SNS上での名誉権侵害

空手道場を経営する原告が、同じく空手道場を経営する被告に対し、フェイスブック上の投稿によって名誉権を侵害され、営業上の信用を害する虚偽の事実を流布されたとして、損害賠償請求をしました。これに対し被告は、投稿をみた不特定多数の者が、その投稿が原告に関する投稿であると認識することはできないと反論しました。
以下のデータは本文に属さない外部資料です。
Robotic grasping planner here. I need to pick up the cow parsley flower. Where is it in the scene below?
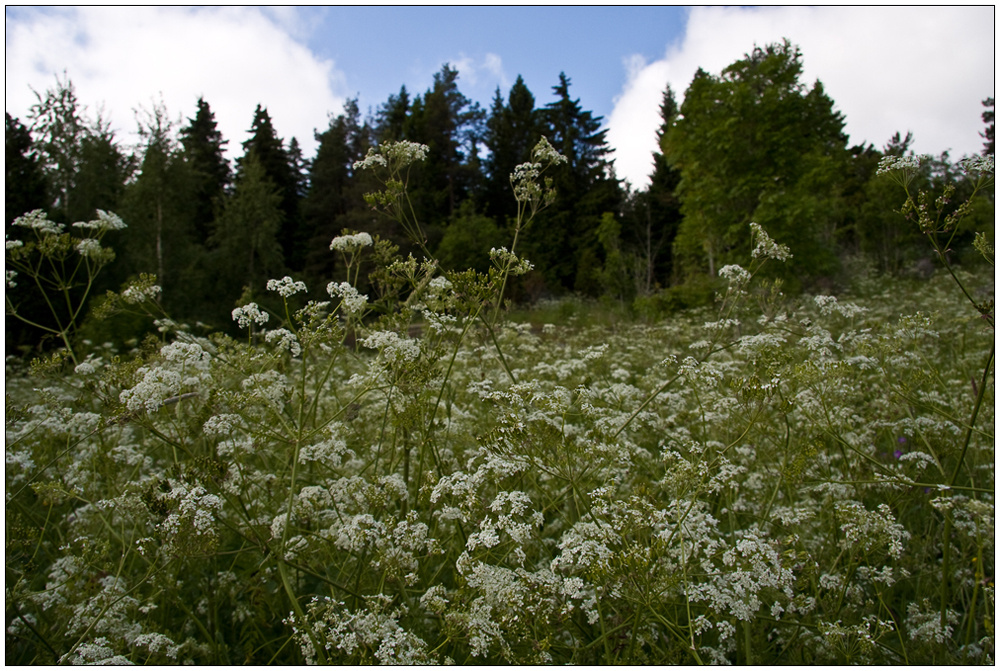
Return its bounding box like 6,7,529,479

東京地裁令和6年7月18日判決(判例タイムズ1534号237頁)は、「被告のフェイスブックには、他の流派の空手関係者を含む多数のフォロワーがおり、その中には、Fや原告と面識がある者も複数人含まれて」おり、「本件道場の指導員をも務めていたFの際立った活躍ぶりに照らしても、本件各投稿の閲覧者には、原告と面識がある又は原告がFの所属していた道場の道場主であるという知識を有する者が多数存在した」(「F」は原告の空手道場の所属する者)として、被告の反論を斥けました。

SNSの投稿で実名を挙げなくても、投稿を閲覧する者の中にその人物だと特定できる人がいるのであれば、その人物の名誉権を侵害したと認められる可能性があります。SNSで投稿する際には、この点に十分注意する必要があります。